Chum (Dog) and Hood Canal Summer Chum
Chum salmon tend to spawn in the lower reaches of coastal watersheds and big river tributaries, and move quickly to river deltas, embayments and beaches. Chum are a very tolerant species, in that they leave the watershed early, and so less subject to low summer flow and temperature impacts than coho or steelhead, and appear to be more tolerant of pollution than coho, and not subject to pre-spawn mortality.
Coho are widely distributed in coastal stream and large river tributary watersheds. They rear for a year in rivers, favoring off channel habitats, including that formed by beaver before going to the sea as yearlings. Coho Pre-Spawn Mortality has created greater awareness of coho vulnerability to pollution, particularly road runoff.

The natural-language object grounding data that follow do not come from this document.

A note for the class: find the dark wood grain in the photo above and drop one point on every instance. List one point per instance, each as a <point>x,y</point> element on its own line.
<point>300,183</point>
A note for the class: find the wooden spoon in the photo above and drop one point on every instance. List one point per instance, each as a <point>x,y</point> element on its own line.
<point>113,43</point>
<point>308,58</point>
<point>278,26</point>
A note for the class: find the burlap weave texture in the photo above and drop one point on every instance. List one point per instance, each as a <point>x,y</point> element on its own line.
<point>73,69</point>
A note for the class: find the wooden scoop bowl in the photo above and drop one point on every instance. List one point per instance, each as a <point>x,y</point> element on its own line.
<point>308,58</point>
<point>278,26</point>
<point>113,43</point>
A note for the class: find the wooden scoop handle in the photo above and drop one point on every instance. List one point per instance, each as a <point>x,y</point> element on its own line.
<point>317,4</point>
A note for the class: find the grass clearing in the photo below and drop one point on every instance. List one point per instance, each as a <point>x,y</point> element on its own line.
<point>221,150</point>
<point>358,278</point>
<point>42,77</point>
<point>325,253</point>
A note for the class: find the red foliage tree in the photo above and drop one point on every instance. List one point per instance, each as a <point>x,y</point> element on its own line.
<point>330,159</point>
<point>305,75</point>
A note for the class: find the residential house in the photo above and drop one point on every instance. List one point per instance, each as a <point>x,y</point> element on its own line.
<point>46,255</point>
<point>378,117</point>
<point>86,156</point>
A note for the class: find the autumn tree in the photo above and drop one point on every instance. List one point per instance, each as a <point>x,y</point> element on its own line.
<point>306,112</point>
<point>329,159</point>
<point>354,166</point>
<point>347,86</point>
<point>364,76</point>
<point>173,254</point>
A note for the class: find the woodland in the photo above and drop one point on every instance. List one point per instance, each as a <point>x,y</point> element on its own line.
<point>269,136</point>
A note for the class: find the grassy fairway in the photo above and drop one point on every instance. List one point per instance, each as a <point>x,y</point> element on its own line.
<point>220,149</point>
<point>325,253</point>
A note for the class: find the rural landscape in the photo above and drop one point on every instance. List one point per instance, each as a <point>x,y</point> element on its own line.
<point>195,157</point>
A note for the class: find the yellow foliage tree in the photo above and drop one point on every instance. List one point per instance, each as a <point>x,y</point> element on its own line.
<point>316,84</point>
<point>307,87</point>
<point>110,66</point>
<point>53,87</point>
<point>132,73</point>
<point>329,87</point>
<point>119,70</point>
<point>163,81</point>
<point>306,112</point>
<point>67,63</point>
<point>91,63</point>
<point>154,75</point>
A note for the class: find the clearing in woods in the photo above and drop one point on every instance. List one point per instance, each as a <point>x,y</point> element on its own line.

Sockeye often spawn in rivers near lakes, and young may rear for more than a year in lakes before an ocean migration lasting 2 or 3 years. Land locked populations are called kokanee. Lake Ozette sockeye are listed under the Endangered Species Act
Trout and Char
Anadromous Steelhead Trout and Bulltrout, and their resident counterparts, rainbow trout and char both favor hold headwater streams for spawning. Bulltrout move to the Sound for Summer foraging, while steelhead go farther to sea.
Cutthroat trout is also very widely distributed, and has a "sea-run" subspecies, which also forages in the nearshore during summer, returning to small coastal streams to spawn.